Un adolescent de 17 ans est décédé à Marseille après avoir consommé du protoxyde d’azote lors d’une fête le week-end précédent. Pris en charge aux urgences puis sorti de l’hôpital, il a finalement été retrouvé en arrêt cardiorespiratoire à son domicile. Une enquête a été ouverte.
Un adolescent de 17 ans est décédé à Marseille, mardi 11 août, après avoir été retrouvé en arrêt cardiorespiratoire à son domicile.
Quelques jours auparavant, le jeune homme avait participé à une fête au cours de laquelle il aurait consommé du protoxyde d’azote, également appelé « gaz hilarant ».
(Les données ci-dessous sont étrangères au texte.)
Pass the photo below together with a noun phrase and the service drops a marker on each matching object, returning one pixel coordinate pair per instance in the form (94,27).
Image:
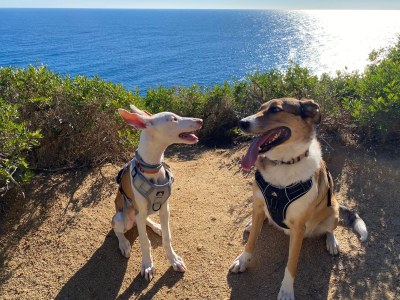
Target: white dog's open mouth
(187,136)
IL AVAIT QUITTÉ L’HÔPITAL LA VEILLE
Après la soirée, son état de santé aurait nécessité une prise en charge aux urgences. Selon les premiers éléments rapportés, l’adolescent avait été hospitalisé dimanche avant de pouvoir regagner son domicile lundi.
À sa sortie de l’hôpital, il semblait aller mieux. Mais le lendemain, les secours ont été appelés à son domicile après la découverte du jeune homme en arrêt cardiorespiratoire.
Malgré les tentatives de réanimation, il n’a pas pu être sauvé.
LES CAUSES EXACTES DU DÉCÈS DOIVENT ÊTRE DÉTERMINÉES
Une enquête a été ouverte afin de déterminer les circonstances exactes de cette mort.
Une autopsie ainsi que des analyses toxicologiques doivent notamment permettre de déterminer les causes du décès et d’établir si la consommation de protoxyde d’azote a effectivement joué un rôle.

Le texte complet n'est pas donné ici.